Mixed-script strings are handled automatically. A string like `"Nokia 中国"` on a Chinese record becomes `"Nokia Zhong Guo"`: the Latin run passes through untouched and the Chinese run is routed to pinyin.

## Known limitations

Transliteration is a mechanical transform. It is not the same as translation, and it is not the same as the company's own branding in Latin characters.

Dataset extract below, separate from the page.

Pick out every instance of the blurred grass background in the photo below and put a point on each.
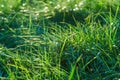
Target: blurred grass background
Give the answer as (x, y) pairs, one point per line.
(59, 40)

* **Japanese proper nouns are imperfect.** Kuroshiro reads kanji through a morphological dictionary. For unusual personal and company names, the reading the dictionary picks may differ from the reading the company actually uses. If accuracy on a specific Japanese entity matters, cross-check against the source.
* **Chinese is character-level, not word-level.** Output is spaced per syllable (`Bei Jing Xiao Mi`), not joined (`Beijing Xiaomi`). Word-level joining would require a separate segmentation pass and we do not do it today.
* **Source-provided Latin names are ignored.** Some Hong Kong and Chinese records carry an official English name from the source register. The flag always produces a mechanical romanization of the native string, not that official English name. If you want the official English name, read `legalNameInEnglish` from the unflagged response: that field is never transliterated.
* **Streaming search is not transliterated.** `/v2/search?stream=true` returns Server-Sent Events straight from the search pipeline. The flag is ignored in streaming mode. Use the standard JSON mode when you need transliteration.
* **Determinism across versions.** The output of `pinyin-pro` and `kuroshiro` can change between library or dictionary versions. Library versions are pinned in the API image, so the output is stable within a release.

## Examples

Search a Bulgarian company and get Latin results:

```bash theme={null}
curl -H "x-api-key: $TOPOGRAPH_API_KEY" \
  "https://api.topograph.co/v2/search?country=BG&query=%D0%92%D0%B0%D0%B7%D1%80%D0%B0%D0%B6%D0%B4%D0%B0%D0%BD%D0%B5&transliterate=true"
```

Retrieve a Chinese company profile in Latin:

```bash theme={null}
curl -H "x-api-key: $TOPOGRAPH_API_KEY" \
  -X POST "https://api.topograph.co/v2/company?transliterate=true" \
  -H "Content-Type: application/json" \
  -d '{"countryCode":"CN","id":"91310000MA1FL10P8Q","dataPoints":["company"]}'
```

Fetch a previously created request in Latin:

```bash theme={null}
curl -H "x-api-key: $TOPOGRAPH_API_KEY" \
  "https://api.topograph.co/v2/company/253299d1-e8d0-4268-945b-f175f98bc114?transliterate=true"
```

## When to use this

Reach for `transliterate=true` when:

* Your downstream system (CRM, KYC engine, search index, spreadsheet export) only indexes Latin text.
* You want to display company and officer names in a Western UI without glyph fallbacks.
* You are matching names across jurisdictions and need a consistent Latin form on both sides.

Do not reach for it when:

* You need the company's own brand in Latin. Use `legalNameInEnglish` instead when the register provides it.
* You need to preserve the native-script value alongside the Latin form. Issue a second call without the flag, or store the unflagged response and call again with the flag only when rendering.